Hoe moet ik omgaan met terugkerende goederen?

CBAM is slechts van toepassing op goederen met niet-preferentiële oorsprong in een derde land buiten het douanegebied van de Europese Unie. Dat betekent dat CBAM niet van toepassing is op goederen met niet-preferentiële oorsprong EU (of de uitgezonderde oorsprongslanden en -gebieden).

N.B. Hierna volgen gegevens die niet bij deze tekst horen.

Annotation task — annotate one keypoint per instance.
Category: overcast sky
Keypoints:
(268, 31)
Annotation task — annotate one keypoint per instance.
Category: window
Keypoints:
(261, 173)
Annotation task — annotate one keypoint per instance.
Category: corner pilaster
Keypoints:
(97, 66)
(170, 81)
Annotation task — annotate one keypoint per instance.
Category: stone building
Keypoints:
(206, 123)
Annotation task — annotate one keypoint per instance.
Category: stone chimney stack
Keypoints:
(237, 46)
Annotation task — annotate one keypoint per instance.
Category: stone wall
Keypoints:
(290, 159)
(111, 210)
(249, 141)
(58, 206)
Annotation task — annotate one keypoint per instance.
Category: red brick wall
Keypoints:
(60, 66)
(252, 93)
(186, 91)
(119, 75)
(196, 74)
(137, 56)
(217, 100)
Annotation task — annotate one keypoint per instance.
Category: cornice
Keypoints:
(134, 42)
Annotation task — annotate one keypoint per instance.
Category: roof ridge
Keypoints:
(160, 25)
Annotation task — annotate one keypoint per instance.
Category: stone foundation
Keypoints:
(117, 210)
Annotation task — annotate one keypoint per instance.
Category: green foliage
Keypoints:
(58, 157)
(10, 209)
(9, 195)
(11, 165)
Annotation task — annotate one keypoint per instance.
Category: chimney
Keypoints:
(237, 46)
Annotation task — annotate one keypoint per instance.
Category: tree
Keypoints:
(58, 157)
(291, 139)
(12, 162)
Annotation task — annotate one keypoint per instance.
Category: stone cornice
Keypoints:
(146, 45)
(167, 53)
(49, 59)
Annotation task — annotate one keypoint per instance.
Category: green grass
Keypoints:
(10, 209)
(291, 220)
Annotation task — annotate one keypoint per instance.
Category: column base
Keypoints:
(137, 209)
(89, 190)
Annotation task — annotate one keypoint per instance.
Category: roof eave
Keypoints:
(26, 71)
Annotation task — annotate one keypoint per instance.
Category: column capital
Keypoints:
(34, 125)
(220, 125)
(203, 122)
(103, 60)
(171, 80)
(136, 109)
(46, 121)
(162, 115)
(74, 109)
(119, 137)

Als het goederen betreft met oorsprong in een derde land zijn er meerdere mogelijkheden:

  • Kunnen de goederen worden aangemerkt als terugkerende goederen in de zin van artikel 203 van het Douanewetboek van de Unie? Dan geeft de CBAM-verordening separaat aan hoe daarmee om moet worden gegaan:

In de overgangsperiode (tot 2026) geldt voor dergelijke goederen geen rapportageverplichting. In de definitieve periode (vanaf 2026) neemt de toegelaten CBAM-aangever in zijn jaarlijkse CBAM-aangifte aan de Europese Commissie een afzonderlijke vermelding 'nul' op voor de totale ingebedde emissies die overeenstemmen met die goederen die worden aangemerkt als terugkerende goederen.

Hoe vanuit het perspectief van de verplichtingen in de definitieve periode van CBAM exact wordt omgegaan met terugkerende goederen (dat wil zeggen: vanaf 1 januari 2026), is nog niet duidelijk. Daarover volgt nog verdere invulling van de regelgeving vanuit de Europese Commissie.

  • Kunnen de goederen niet worden aangemerkt als terugkerende goederen in de zin van artikel 203 van het Douanewetboek van de Unie? Dan is de CBAM-verordening in beginsel volledig van toepassing.